Roberts et al. [5] obtained in 400 eyes, MAE ± SD (MedAE was not included) values of 0.32 ± 0.27 D for Holladay 2, 0.32 ± 0.24 D for Hill-RBF, and best values of 0.30 ± 0.24 D for Barrett Universal II. Haigis was not included. We obtained similar MAE ± SD values for Barrett Universal II (0.29 ± 0.38) and also a similar percentage of eyes in the range ±0.50 D, 82.69% compared with 81% in the study by Roberts et al. [5]. The new Karmona method offered better MAE ± SD and higher percentages of eyes in the ranges ±0.25 D, ±0.50 D, and ±1.00 D.

If we compare our data with those reported by Cooke et al. [2], who examined the accuracy of 9 formulas in 1079 eyes and obtained MAE ± SD (MedAE) of 0.33 ± 0.42 (0.29), 0.32 ± 0.40 (0.27), and 0.31 ± 0.39 (0.26), and percentages of 79.30%, 79.80%, and 80.60% in the range ±0.50 D for Holladay 2, Haigis, and Barrett Universal II, respectively, again Karmona emerged as the more accurate IOL power calculation method.

Study limitations

Our sample of 260 eyes was split 80 : 20. Eighty percent of eyes were used for model training and 20% for validation or testing. Therefore, the final model obtained was based on data for 208 eyes and the external validation sample used for comparison with the rest of the formulas consisted of a small random dataset derived from 52 eyes. For our whole study sample, AXL was above 25.00 mm (25.00–28.67) in 35 eyes, below 22.00 mm (19.33–22.00) in 31 eyes, and between 22.00 and 25 mm (normal) in the remaining 194 eyes. We are presently expanding the sample size of the model to enhance its prediction power.

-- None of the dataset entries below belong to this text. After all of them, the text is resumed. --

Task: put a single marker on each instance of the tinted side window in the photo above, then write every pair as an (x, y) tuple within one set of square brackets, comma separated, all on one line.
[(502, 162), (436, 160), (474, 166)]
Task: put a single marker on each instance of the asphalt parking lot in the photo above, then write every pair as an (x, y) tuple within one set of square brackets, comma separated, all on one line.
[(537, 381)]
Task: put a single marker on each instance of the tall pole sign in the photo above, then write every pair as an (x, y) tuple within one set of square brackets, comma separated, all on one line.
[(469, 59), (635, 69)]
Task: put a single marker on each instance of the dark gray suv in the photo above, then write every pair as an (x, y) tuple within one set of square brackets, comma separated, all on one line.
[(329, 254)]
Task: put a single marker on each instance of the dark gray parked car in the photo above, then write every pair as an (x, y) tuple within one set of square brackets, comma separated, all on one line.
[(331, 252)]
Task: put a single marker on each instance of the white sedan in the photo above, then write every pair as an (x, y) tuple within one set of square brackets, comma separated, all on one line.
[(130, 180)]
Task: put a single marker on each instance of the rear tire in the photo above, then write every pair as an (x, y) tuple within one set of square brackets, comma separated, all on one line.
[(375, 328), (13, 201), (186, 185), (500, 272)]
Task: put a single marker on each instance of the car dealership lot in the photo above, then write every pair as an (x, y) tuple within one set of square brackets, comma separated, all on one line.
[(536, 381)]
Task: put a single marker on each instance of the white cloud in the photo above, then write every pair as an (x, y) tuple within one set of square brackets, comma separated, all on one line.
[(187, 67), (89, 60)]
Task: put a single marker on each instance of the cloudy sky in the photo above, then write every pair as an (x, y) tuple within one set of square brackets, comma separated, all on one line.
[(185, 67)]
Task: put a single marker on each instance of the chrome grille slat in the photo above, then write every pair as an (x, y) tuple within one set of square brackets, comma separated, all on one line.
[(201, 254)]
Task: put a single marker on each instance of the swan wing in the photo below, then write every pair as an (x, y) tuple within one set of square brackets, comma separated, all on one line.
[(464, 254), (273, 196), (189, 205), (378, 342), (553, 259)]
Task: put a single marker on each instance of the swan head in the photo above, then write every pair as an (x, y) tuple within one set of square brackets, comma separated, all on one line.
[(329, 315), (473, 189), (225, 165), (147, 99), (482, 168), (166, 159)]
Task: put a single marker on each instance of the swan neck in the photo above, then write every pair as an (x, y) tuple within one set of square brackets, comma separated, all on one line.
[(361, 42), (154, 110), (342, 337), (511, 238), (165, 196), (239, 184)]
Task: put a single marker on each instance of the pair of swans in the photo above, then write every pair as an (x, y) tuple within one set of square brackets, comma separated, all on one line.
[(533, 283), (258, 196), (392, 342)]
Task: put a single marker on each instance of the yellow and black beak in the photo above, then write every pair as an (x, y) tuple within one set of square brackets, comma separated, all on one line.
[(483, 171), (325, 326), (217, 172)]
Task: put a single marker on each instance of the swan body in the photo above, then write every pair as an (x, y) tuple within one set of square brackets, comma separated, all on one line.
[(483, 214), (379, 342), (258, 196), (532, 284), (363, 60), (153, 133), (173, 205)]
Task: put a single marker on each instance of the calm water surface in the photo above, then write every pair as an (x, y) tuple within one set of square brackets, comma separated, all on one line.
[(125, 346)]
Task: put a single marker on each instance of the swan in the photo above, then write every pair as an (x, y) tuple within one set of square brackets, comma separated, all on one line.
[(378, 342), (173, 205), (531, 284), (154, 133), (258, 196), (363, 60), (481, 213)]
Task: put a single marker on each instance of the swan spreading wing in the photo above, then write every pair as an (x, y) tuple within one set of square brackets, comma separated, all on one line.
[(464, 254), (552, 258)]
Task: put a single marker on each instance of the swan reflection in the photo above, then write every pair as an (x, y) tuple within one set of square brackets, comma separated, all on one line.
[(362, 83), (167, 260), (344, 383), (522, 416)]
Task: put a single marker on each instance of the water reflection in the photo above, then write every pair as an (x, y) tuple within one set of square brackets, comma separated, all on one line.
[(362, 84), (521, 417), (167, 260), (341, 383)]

Another limitation of our work is that we did not stratify the data by eye length. In future work, we will segment the population under study according to axial and keratometric characteristics to analyse the real potential of the proposed model.

In favor of the Karmona model, we could say that its performance was excellent despite the small dataset on which it was based. The addition of further data is likely to improve its accuracy even more. In addition, the high variation of data included in the model such as ten monofocal IOLs used is a strong point.

Conclusions

The Karmona model proposed here emerged as more accurate than the third-generation formula Haigis, the fourth generation Holladay 2 and Barrett Universal II, and the fifth-generation Hill-RBF. We are presently preparing an open source web site where an updated version of Karmona will be available in Shiny from RStudio [16].

Summary

What was known before

  • Intraocular lens power calculation methods and formulas.

What this study adds

  • To develop and assess a new intraocular lens power calculation method based on machine learning techniques.